WASHINGTON (AP) — The White House promised a veto of a Republican effort to gut the Patient Protection and Affordable Care Act (PPACA) as part of a temporary funding bill in the House to prevent a partial government shutdown on Oct. 1.
The official policy statement issued Thursday said the GOP attempt to block “Obamacare” ”advances a narrow ideological agenda that threatens our economy and the interests of the middle class” and would deny “millions of hard-working, middle-class families the security of affordable health coverage.”
The veto threat was expected and wasn’t going to stop House Republicans from pressing their effort to defund the health care law.
While raising the possibility of a government closure, the latest GOP plan is actually aimed at avoiding one. GOP leaders are looking to shift the fight over health care to even more important legislation required to prevent the government from defaulting on its financial obligations.
Even top advocates of the strategy to defund Obama’s health care law by attaching it to a stopgap government funding bill acknowledge it has no future in the Democratic-controlled Senate.
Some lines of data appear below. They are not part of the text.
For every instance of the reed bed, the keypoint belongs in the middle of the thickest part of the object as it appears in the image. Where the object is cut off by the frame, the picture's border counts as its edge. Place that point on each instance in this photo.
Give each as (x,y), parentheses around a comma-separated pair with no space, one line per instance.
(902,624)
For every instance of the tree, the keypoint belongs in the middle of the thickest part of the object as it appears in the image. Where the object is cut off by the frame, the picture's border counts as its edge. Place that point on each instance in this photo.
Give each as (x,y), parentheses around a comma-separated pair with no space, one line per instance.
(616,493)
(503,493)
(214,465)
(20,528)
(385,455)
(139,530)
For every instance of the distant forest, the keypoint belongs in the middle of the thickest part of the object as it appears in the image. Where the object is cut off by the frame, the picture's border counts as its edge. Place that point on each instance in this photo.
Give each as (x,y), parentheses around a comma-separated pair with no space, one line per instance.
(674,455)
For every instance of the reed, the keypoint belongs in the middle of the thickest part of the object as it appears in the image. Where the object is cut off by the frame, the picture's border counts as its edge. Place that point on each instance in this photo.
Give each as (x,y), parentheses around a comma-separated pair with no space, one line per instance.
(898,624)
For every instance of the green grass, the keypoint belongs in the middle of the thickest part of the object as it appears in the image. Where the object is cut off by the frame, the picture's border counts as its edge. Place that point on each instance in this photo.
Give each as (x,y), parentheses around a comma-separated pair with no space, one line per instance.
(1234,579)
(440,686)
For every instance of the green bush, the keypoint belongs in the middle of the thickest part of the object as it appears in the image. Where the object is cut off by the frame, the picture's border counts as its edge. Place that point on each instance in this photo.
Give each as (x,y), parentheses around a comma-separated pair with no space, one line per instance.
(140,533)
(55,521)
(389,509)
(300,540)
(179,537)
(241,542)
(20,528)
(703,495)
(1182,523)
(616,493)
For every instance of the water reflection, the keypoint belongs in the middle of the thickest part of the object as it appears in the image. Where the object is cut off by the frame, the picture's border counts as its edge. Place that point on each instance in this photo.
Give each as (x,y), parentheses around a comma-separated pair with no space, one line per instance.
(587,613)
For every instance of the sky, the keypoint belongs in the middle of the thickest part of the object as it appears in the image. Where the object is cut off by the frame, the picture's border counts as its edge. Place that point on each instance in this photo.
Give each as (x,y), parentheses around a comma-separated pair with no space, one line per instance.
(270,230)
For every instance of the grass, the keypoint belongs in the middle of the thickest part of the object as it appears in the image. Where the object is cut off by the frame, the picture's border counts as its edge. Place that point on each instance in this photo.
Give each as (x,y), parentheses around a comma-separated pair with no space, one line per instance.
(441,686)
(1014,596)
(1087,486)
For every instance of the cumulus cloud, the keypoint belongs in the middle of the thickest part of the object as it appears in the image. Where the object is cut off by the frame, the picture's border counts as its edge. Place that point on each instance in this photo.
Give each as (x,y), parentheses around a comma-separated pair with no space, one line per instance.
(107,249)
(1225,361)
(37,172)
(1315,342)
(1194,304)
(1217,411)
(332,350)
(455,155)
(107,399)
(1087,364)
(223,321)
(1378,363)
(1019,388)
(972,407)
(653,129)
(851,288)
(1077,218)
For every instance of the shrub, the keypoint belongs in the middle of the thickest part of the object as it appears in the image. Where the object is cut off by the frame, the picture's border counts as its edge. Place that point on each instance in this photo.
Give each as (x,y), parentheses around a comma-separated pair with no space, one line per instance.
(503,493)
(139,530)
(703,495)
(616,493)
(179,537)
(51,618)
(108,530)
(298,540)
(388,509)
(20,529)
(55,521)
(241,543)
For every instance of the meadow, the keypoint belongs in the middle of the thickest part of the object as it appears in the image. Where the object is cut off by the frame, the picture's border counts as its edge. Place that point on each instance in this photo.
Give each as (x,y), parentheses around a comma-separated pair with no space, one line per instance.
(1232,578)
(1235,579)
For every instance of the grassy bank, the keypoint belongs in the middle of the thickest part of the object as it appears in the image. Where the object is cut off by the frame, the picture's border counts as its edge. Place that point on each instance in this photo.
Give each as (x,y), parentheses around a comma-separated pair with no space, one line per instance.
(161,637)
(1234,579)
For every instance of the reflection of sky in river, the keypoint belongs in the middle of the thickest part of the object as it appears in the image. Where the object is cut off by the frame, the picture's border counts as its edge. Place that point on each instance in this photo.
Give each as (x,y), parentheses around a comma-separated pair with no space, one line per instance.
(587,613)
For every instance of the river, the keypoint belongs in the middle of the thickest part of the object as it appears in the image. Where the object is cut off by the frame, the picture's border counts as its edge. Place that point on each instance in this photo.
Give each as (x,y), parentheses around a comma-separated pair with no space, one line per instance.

Senate Democrats have the votes to strip away the health care provision and send the stopgap measure right back to the House.
Republicans in the House spent Wednesday talking about how hard they would fight to derail the health care law on the eve of its implementation and weren’t conceding that their Senate rivals would undo their handiwork. A key force in the tea party drive against the law conceded the point even before the fight officially began, but urged the House to force a government shutdown rather than retreat.
“Harry Reid will no doubt try to strip the defund language from the continuing resolution, and right now he likely has the votes to do so,” said Sen. Ted Cruz, R-Texas. “At that point, House Republicans must stand firm, hold their ground and continue to listen to the American people.”
A more likely outcome would be that the House would vote to pass a funding bill stripped of the health care provision and send it to Obama to avert a shutdown. Top GOP leaders in the House and Senate made it clear they have no appetite for a shutdown showdown.
“I don’t think that any reasonable person thinks there’s anything to be gained by a government shutdown,” Sen. John Cornyn, R-Texas, said. “Rather than a shutdown of government, what we need is a Republican victory in 2014 so we can be in control. I’m not sure those are mutually compatible.”